Scientific classification
- Domain: Eukaryota
- Kingdom: Animalia
- Phylum: Arthropoda
- Class: Insecta
- Order: Hymenoptera
- Family: Megachilidae
- Genus: Megachile
- Species: M. rubi
- Binomial name: Megachile rubi Mitchell, 1924

= Megachile rubi =

- Genus: Megachile
- Species: rubi
- Authority: Mitchell, 1924
- Conservation status: G3

Species of bee

Megachile rubi is a species of leaf cutting bee in the family Megachilidae, found in the eastern United States. First described by Mitchell in 1924, it is placed in the subgenus Xeromegachile, members of which are most often found in sandy areas and have distinct preferences in the petals and leaves they use in their nests.

==Description==
Females can be distinguished from related species by the fact that the 6th tergite (dorsal abdominal plate) has short, flattened downy hairs with no erect or semi-erect hairs. Males are distinguished by the 7th tergite being tipped with a spiny protuberance.

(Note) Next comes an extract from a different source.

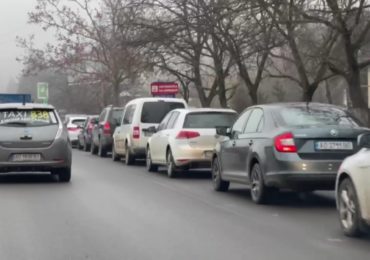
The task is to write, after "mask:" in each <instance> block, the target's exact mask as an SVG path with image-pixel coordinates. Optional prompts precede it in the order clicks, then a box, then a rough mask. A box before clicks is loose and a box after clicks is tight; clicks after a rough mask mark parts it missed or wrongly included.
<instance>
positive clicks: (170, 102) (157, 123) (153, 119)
mask: <svg viewBox="0 0 370 260" xmlns="http://www.w3.org/2000/svg"><path fill="white" fill-rule="evenodd" d="M184 107H185V105H184V103H180V102H163V101H159V102H145V103H144V105H143V110H142V113H141V122H142V123H151V124H159V123H160V122H161V121H162V119H163V118H164V117H165V116H166V115H167V113H168V112H170V111H172V110H174V109H177V108H184Z"/></svg>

==Distribution and habitat==
Megachile rubi is native to the eastern part of the United States, its range extending from North Carolina to Florida. These bees are usually found in dry habitats such as sand dunes and areas of sandy scrub.

==Behaviour==
M. rubi is a solitary bee species and nests in holes in the ground. Holes are excavated by the female at an angle of 20° to 45° from the horizontal and then level out underground. A small spoil heap of sandy material is thrown up near the entrance. The female constructs one or more cells in the burrow. Each cell is lined with pieces of cut leaf, the sweet birch (Betula lenta) being used in some instances. Each cell has 2 to 6 rounded base pieces, 8 to 14 rectangular side pieces forming several layers round the perimeter, and 2 to 6 rounded cap pieces. Each leaf portion is carefully cut and in the case of the side pieces, the portions forming the inner layers are smaller than the outer ones. The leaf-lined cell is two-thirds filled with a pollen and nectar mix and an egg is laid at one side before the cap is placed in position. In multi-cell nests, the next cell adjoins the previous one, end to end. Blister beetles (Lytta sp.) sometimes lay their eggs in the cell as parasites. When the last cell is capped and the nest is complete, the female drags sandy soil back into the burrow from the spoil heap, plugging the entrance.